EMMA, DE BRUID

— Hoe zat je aan tafel? vroeg mevrouw Wesendonck aan haar man.

— O, ik had 'n heel geschikte plaats.

— Ja, naast een van die schepsels Rodehorst. En dat vond jij wel geschikt?

— Zeker. Die meisjes zijn amusant, pikant, levenslustig....

— Die meisjes zijn pervers, frivool, onscrupuleus.... qui s'y frotte s'y colle!

Haar man haalde zijn schouders op.

— Ja, waarom doe je dat nu! Geloof je me niet?

— Ik geloof je niet niet, ik geloof je niet wèl 't kan

me eenvoudig niet schelen wat je denkt.

— Je bent wel zeer beleefd.

— Waarom zou ik 't zijn?

— Ja, waarom zou je 't zijn? hè? ik ben «maar» je vrouw!

— Nu, dat is niet zoo gering.
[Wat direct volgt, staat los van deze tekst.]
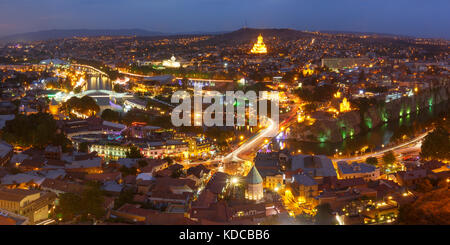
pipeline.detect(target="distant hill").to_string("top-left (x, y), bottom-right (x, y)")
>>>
top-left (202, 28), bottom-right (314, 43)
top-left (0, 29), bottom-right (165, 42)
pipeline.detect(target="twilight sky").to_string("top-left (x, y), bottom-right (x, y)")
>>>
top-left (0, 0), bottom-right (450, 38)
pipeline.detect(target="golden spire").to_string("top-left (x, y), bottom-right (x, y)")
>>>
top-left (250, 34), bottom-right (267, 54)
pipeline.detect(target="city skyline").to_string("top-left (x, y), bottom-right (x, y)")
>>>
top-left (0, 0), bottom-right (450, 39)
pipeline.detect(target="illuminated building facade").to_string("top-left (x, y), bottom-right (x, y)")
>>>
top-left (339, 98), bottom-right (352, 112)
top-left (250, 34), bottom-right (267, 54)
top-left (162, 55), bottom-right (181, 68)
top-left (245, 166), bottom-right (264, 201)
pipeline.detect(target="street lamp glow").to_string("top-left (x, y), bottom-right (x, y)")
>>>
top-left (231, 177), bottom-right (239, 185)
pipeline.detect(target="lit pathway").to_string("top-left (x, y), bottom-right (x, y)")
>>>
top-left (332, 130), bottom-right (432, 162)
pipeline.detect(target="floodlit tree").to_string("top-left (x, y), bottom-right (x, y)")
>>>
top-left (420, 127), bottom-right (450, 160)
Er is maar één op de wereld, die dat zeggen kan.

— Moesten er méér wezen? Voel jij iets voor 'n Turksche harem?

— O! neen! ik zou nog liever! Hij lachte:

— En dat antwoord is óók weer niet goed. Ik zie 't aan

je gezicht O! o! 't is moeilijk 't jou naar de zin te

maken. Enfin, ik wou je wat zeggen....

— En wel?

— Morgen gaan we bij de meisjes Rodehorst lunchen op hun flat.

— Wie: we.

— Jij en ik.

— Ik!

— Ja, waarom niet. Je wilt zoo iets toch zeker óok wel 's zien? In Engeland heb je tegenwoordig van die onafhankelijke meisjes, die alleen wonen, zelf feestelijkheden arrangeeren, enzoovoort. Nu willen deze twee 't eens in Holland probeeren.

— Je kunt natuurlijk doen, wat je wilt. Maar ik zal niet van de partij wezen.